Go not placidly amidst the noise and haste as you may be marked down for dead air. Avoid quiet and passive persons as they may worsen your insomnia. Walk a mile. Your life does not revolve around your workstation. Speak glowingly of the better customers; and heed well their advice, as you will learn to love them as the irate ones call.
Know what to do – and when, and, also, be wary of that annoying echo that sometimes gives some clue whenever you are being monitored. Consider that two wrongs never make a right, but that three may do if only for the joy of being petiks. Whenever possible, put people on hold. Be comforted, that in the face of all irritation and disillusionment, and despite the changing fortunes of time, there are always some incentives due to power hours and good metrics.
Remember the times that your biological clock is still normal. Strive at all times to bend, fold, spindle, and mutilate. Whatever makes you fit. Know thyself. If you need help, avail of a supervisor. Exercise caution in your daily affairs, especially with those closest to you… That Avaya on your left, for instance. Be assured that floorwalking through the seas of most souls would scarcely get your feet wet. Fall not in love, therefore, as the promiscuous culture of the industry may make you jaded.

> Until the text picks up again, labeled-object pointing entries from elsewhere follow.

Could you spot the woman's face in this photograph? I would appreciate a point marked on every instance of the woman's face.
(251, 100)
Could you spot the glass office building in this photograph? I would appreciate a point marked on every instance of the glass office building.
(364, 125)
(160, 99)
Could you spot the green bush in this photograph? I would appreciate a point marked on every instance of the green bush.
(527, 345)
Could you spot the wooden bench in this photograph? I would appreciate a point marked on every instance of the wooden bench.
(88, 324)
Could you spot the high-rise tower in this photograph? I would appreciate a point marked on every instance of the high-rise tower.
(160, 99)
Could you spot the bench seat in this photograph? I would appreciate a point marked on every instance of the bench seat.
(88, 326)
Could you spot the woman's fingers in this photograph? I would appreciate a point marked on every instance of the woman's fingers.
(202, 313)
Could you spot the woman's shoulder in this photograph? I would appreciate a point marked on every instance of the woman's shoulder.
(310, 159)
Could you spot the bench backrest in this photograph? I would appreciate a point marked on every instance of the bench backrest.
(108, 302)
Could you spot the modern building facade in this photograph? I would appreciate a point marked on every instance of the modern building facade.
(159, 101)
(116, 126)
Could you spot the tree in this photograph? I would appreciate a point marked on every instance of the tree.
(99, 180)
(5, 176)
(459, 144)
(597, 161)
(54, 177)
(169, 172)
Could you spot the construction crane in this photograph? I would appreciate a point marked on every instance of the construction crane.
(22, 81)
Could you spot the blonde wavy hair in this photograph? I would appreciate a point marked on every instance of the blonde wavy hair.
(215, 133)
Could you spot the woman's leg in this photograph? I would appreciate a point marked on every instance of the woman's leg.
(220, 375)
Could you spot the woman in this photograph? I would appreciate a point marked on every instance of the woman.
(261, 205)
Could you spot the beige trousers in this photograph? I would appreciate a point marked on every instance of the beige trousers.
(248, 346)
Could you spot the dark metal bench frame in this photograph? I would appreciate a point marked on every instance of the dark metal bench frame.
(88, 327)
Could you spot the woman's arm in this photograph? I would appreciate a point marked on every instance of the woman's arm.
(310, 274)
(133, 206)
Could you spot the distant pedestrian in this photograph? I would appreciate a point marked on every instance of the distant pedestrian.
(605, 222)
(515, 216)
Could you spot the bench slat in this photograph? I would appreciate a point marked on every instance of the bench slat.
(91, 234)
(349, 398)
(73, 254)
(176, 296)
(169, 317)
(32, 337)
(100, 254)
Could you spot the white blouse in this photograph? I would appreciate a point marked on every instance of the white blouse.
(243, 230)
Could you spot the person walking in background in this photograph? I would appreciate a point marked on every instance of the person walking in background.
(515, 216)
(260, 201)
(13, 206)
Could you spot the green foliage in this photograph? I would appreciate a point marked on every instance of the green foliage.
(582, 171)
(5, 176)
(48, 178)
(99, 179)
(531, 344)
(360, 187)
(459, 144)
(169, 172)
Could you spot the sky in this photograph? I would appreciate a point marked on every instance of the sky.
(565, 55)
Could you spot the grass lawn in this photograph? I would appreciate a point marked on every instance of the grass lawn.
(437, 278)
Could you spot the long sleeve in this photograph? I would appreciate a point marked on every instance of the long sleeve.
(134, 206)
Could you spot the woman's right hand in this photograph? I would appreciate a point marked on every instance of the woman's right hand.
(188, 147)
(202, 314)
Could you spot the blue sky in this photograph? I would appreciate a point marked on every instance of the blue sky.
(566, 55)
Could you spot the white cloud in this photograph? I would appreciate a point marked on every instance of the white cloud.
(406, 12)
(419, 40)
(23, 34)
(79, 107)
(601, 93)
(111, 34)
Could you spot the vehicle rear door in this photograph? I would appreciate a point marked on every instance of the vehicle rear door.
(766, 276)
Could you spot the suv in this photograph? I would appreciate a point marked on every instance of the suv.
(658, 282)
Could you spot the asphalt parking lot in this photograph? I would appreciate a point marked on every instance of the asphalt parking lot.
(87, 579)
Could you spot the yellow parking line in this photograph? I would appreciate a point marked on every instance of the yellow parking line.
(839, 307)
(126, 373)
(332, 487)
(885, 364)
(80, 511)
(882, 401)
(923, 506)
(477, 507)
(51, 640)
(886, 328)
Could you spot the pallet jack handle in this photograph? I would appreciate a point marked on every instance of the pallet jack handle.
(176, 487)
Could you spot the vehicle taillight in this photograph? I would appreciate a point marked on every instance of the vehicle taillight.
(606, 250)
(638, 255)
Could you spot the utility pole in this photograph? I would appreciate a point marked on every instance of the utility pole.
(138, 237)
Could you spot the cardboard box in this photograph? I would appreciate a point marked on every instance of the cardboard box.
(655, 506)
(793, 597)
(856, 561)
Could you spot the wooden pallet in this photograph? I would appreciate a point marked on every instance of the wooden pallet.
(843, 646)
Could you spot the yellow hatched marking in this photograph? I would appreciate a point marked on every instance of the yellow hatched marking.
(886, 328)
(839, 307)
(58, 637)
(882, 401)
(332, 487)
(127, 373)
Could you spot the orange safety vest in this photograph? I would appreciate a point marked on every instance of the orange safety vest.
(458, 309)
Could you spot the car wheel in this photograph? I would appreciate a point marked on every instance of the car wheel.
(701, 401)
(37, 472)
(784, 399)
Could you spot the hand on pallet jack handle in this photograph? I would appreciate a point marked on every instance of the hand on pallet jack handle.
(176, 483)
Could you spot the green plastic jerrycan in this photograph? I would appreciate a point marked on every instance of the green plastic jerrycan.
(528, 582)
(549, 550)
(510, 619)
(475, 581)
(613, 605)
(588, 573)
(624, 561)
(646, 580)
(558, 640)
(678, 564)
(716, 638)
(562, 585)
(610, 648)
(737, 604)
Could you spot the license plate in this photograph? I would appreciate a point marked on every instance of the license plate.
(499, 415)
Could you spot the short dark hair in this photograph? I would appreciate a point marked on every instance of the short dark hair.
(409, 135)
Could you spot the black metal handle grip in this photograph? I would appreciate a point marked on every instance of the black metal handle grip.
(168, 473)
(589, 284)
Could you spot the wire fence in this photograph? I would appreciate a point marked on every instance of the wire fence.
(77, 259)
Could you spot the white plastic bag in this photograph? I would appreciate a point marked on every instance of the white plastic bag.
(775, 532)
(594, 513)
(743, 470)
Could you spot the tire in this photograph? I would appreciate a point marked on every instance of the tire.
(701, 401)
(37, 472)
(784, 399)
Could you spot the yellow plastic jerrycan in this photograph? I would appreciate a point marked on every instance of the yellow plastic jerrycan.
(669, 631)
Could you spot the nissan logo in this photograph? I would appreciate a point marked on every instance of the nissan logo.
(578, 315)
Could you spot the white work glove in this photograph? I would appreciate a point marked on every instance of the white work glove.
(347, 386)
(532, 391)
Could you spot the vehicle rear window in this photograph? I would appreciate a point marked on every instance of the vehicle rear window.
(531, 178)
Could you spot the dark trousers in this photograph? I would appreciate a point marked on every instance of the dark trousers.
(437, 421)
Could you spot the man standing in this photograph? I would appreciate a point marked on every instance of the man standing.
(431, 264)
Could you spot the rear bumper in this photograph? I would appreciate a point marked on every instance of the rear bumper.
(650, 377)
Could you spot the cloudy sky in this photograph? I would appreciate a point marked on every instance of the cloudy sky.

Gracefully surrender the things of day life: the birds, clean air, the sun, Philippine Daily Inquirer- and let not the sands of time get in your lunch. Hire people of blind obedience. For a good time, call 09167706376, ask for Primo. Take heart in the deepening gloom that the pantry is finally serving sensible food. And reflect that whatever misfortune may be your lot, it could only be worse in Sprint.
Therefore, make peace with your god, whatever you perceive him to be: your arrogant account manager or a machine meant to withdraw money from. With all its hopes, dreams, promises, and urban renewal, the industry , cross your fingers, is here to stay. Apir!